Based on the loss of weight observed after partial small bowel removals, experimental studies on the absorption of nutrients in the small bowel and weight loss subsequent to small bowel removals were conducted in the early 50’s. Kremen, Linder and Nelson reported a jejuno-ileal bypass (JIB, disabling large areas of absorptive surfaces within the small bowel by a shunt (bypass) between the beginning and end-part of the small bowel) performed on a 34-year-old woman weighing 174 kilograms (383½ lb.). The general principle behind this (intestinal bypass, enteral shunt) developed into traditional malabsorption surgery.
Here, the largest part of the small bowel was disabled by laying a blind sling. Only a small part of the jejunum (20cm) and the ileum (20cm) are left to remain as absorptive surface. Apart from bothersome foul-smelling fatty stools, side effects were severe deficiencies, foremost amongst them protein deficiencies, disturbed salt balance, rheumatoid articular symptoms, hepatic diseases, vitamin deficiencies and kidney stone diseases. These were attributable to the so-called short bowel syndrome or to bacterial infections in the disabled small bowel sling with absorption of bacterial metabolic products into the body.

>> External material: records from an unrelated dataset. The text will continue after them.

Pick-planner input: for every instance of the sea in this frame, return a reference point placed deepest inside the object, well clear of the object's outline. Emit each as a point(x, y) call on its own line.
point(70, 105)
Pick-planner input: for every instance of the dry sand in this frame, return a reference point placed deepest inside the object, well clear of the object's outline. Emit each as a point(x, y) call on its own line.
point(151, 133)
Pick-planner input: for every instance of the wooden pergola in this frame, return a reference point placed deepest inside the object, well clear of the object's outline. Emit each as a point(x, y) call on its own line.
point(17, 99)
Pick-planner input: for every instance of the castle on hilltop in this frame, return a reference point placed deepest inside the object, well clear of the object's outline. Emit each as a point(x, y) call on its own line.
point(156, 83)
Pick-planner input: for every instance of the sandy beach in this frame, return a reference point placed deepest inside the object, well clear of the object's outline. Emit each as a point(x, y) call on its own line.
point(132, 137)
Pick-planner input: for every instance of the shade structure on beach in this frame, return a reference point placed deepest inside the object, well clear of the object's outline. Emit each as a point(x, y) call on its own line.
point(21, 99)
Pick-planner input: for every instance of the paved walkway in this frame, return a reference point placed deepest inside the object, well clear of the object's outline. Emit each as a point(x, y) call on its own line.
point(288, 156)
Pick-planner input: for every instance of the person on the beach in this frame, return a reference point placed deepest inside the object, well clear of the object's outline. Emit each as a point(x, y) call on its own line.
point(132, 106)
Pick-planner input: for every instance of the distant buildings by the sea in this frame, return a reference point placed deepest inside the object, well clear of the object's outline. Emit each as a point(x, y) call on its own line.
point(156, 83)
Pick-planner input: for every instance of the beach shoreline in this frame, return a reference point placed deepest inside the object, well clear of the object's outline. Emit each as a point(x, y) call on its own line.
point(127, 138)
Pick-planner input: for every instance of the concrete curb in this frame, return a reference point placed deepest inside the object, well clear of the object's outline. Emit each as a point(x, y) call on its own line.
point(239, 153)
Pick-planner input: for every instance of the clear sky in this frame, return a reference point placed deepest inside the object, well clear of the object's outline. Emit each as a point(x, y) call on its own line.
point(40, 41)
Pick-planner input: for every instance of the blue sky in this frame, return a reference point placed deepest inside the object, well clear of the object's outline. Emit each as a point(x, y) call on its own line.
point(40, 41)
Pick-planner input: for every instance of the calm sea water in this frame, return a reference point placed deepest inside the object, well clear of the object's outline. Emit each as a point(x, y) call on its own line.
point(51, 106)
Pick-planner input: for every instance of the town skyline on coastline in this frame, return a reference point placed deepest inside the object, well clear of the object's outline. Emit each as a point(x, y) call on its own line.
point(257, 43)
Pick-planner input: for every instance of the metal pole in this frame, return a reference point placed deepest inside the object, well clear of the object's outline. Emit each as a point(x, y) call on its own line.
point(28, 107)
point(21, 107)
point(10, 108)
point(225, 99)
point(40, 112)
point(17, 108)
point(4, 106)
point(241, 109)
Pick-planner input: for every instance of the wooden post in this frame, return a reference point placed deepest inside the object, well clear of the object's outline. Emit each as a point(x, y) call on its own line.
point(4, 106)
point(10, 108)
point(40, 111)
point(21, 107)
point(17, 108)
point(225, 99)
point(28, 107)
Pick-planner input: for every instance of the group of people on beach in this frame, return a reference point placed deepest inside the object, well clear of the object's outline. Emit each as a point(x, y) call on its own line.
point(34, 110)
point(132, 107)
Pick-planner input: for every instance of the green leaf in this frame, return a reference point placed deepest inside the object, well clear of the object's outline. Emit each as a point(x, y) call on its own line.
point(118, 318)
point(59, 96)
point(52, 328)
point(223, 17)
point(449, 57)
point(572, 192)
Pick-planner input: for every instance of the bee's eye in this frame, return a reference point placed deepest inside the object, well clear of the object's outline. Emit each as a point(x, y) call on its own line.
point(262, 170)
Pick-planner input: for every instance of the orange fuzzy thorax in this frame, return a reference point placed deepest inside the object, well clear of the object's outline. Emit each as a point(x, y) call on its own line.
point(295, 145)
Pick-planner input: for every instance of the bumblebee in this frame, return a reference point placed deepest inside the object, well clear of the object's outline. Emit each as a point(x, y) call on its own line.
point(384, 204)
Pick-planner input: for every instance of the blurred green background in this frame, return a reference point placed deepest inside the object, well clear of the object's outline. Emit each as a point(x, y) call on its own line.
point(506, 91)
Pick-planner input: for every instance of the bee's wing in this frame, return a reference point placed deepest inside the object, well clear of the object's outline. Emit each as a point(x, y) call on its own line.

For about 10 years, until the end of the 70s, this method found a certain degree of prevalence, while being modified by connecting the disabled small bowel sling to the gall-bladder, which reduced the chologenic diarrhoeas (biliointestinal shunt to improve entero-hepatic recycling of bile acid, which was part of the cause of these diarrhoeas). Another drawback of this method was the fact that after 5-10 years the part of the small bowel that had not been disabled became adaptive, and about 30% of all patients experienced weight-gain again. Regardless of this, the jejuno-ileal bypass, especially in its modified form, was not at all a bad technique, since 70% of all patients did not show any side effects while achieving a favourable reduction in body-weight. Currently a certain renaissance of this procedure is taking place in France and Scandinavia.